For your account data, contact us and we will respond within the statutory time limits. For a client’s data, you are the controller: a client should direct their request to you, and Praxis will support you in fulfilling it (including, where appropriate, by crypto-shredding the relevant data on your instruction).
How long we keep things
Praxis retains your clients’ clinical content for as long as your account is active, or for as long as you instruct, so that you can meet your own professional and legal record-keeping obligations — you remain the controller and decide the retention period for that content.

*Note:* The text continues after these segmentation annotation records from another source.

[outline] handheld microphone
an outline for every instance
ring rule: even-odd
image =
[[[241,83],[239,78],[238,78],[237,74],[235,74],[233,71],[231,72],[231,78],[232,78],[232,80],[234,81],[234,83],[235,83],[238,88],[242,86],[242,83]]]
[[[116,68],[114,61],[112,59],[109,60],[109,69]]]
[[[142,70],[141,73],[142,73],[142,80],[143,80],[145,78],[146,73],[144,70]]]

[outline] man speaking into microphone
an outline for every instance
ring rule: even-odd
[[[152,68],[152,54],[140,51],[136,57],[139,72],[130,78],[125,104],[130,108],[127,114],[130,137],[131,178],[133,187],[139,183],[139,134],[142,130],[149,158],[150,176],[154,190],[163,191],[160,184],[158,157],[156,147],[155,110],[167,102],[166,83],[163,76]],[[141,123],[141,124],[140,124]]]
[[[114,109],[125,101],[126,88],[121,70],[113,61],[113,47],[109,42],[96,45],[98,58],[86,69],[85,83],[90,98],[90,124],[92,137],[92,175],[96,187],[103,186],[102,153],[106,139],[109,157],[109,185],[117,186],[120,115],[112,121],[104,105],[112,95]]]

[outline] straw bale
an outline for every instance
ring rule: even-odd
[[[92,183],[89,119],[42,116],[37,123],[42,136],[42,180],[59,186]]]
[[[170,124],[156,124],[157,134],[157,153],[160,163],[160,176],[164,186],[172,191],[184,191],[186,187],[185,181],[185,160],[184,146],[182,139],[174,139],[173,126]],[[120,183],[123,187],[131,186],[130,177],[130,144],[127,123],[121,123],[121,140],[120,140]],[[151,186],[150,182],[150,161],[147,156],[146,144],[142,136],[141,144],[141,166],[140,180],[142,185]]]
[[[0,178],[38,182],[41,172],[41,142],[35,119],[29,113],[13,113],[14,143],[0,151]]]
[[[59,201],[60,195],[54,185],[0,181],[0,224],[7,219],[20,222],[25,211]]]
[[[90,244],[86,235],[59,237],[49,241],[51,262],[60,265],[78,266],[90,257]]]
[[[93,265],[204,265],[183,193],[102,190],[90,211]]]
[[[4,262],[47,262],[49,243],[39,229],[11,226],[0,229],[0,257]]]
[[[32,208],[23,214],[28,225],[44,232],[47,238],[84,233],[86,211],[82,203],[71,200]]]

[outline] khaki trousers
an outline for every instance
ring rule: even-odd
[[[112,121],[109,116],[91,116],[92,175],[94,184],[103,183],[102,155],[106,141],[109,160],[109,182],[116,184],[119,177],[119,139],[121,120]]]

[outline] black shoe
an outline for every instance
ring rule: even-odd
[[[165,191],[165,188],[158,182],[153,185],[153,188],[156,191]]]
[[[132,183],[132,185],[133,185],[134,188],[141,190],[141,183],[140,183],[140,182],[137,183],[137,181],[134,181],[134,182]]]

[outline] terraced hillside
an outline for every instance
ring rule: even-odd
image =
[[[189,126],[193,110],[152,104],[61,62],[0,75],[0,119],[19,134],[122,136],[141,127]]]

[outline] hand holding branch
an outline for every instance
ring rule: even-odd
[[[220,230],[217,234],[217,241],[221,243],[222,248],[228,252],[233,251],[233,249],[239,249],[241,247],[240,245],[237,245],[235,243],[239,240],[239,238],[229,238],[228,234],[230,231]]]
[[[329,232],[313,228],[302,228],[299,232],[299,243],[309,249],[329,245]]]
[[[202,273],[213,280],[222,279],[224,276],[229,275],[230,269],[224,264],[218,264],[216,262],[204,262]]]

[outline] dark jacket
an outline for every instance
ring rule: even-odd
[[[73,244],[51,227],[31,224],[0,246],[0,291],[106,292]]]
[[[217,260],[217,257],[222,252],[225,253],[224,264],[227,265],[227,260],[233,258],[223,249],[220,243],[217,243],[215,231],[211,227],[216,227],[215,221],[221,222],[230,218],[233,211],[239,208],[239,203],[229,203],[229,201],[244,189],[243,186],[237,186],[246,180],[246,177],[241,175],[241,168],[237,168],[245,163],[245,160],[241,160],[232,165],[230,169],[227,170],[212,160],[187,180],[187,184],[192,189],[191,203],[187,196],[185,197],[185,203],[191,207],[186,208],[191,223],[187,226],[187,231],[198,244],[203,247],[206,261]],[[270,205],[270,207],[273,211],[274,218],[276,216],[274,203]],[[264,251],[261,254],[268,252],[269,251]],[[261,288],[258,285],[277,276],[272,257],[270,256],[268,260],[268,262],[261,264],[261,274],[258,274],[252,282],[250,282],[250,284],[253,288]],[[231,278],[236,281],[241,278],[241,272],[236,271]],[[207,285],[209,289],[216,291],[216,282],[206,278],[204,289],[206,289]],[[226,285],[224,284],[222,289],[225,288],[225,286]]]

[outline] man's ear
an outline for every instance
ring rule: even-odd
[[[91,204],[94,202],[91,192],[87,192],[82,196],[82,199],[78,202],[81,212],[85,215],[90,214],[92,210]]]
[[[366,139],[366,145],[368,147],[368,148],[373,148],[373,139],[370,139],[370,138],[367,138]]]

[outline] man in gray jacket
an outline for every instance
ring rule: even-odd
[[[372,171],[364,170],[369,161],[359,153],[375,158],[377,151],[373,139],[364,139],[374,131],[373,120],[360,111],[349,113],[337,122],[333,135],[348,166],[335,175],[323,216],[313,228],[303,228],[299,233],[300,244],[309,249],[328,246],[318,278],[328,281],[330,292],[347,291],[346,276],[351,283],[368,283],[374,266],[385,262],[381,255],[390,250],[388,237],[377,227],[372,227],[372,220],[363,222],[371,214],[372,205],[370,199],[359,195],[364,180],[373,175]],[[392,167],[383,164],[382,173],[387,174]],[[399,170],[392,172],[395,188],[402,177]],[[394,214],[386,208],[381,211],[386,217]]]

Account data is retained for the life of your account and for a limited period afterwards to handle closure, billing and legal requirements, after which it is deleted or anonymised. Security logs are kept only as long as needed for their purpose.
Where your data lives
Praxis is hosted on Cloudflare’s platform (Workers compute and the D1 database), pinned to the Western Europe region so that data is stored and processed within the UK/EU for data-residency purposes. Where any limited processing by a sub-processor could involve a transfer outside the UK, it is carried out under an approved transfer mechanism such as the UK International Data Transfer Agreement or Addendum to the EU Standard Contractual Clauses, with appropriate safeguards.
The companies that help us run Praxis
We use a small number of carefully chosen sub-processors:
- Cloudflare
- Hosting, compute and database storage (Western Europe region).

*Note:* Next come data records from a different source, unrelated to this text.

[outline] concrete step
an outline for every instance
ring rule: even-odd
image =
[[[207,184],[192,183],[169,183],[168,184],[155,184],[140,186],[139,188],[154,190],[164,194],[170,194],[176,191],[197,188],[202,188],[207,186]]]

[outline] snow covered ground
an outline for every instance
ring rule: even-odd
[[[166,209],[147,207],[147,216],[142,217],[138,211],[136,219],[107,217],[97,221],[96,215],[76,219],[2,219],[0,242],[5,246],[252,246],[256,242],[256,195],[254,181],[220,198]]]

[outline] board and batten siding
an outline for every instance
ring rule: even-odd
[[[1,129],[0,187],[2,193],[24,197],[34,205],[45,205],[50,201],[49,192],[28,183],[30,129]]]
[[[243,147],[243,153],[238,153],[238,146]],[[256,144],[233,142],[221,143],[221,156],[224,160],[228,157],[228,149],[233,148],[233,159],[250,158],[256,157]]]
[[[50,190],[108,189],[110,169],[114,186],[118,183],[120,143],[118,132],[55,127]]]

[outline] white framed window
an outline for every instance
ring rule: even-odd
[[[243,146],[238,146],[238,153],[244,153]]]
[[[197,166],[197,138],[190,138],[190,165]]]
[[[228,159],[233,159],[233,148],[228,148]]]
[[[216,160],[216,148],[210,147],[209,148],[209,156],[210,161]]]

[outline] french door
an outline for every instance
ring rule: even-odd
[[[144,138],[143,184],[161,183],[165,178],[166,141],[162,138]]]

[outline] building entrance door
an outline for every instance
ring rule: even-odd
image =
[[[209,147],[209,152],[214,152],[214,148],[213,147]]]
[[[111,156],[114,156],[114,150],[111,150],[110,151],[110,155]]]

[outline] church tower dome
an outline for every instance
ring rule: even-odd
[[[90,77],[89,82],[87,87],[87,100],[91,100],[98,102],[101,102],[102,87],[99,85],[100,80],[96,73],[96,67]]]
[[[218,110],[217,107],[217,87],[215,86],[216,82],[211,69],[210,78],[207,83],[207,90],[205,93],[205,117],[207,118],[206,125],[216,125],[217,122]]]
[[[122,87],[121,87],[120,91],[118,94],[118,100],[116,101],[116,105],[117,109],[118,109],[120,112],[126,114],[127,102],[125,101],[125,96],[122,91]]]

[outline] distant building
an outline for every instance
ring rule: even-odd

- Authentication only, where you choose to sign in with Google. Google does not receive your clients’ clinical content.
We may engage additional sub-processors in future — for example a provider to send appointment reminders by email or SMS. Where we do, we will keep this list current and ensure each sub-processor is bound by appropriate data-protection obligations.
Cookies and tracking
Praxis uses a single, secure, essential session cookie to keep you signed in. This cookie is strictly necessary to provide the service and does not require consent. We do not use advertising cookies, and we do not run third-party analytics that profile you or your clients.
If something goes wrong
We maintain measures to detect and respond to personal-data breaches. Where Praxis becomes aware of a breach affecting your clients’ data, we will notify you (as controller) without undue delay so that you can meet your own obligations, including any duty to notify the Information Commissioner’s Office (ICO) within 72 hours and to inform affected individuals where required. Where Praxis is the controller, we will report to the ICO and notify affected individuals as the law requires.
Children’s data
Praxis is professional software intended for use by qualified practitioners. It is not directed to children and we do not knowingly create accounts for children. Where, as part of your practice, you hold records relating to a child client, you do so as the controller and remain responsible for the appropriate lawful basis, consent and safeguards.
Changes to this policy
We may update this policy from time to time. When we make material changes we will update the “last updated” date above and, where appropriate, notify you within the service. Continued use of Praxis after a change takes effect constitutes acceptance of the updated policy.
Contact and complaints
If you have questions about this policy or wish to exercise your rights, contact us at [contact email] or by post at [postal address]. Our ICO registration number is [ICO registration number].
You also have the right to complain to the Information Commissioner’s Office, the UK supervisory authority for data protection, at ico.org.uk or by calling 0303 123 1113. We would, of course, appreciate the chance to put things right first.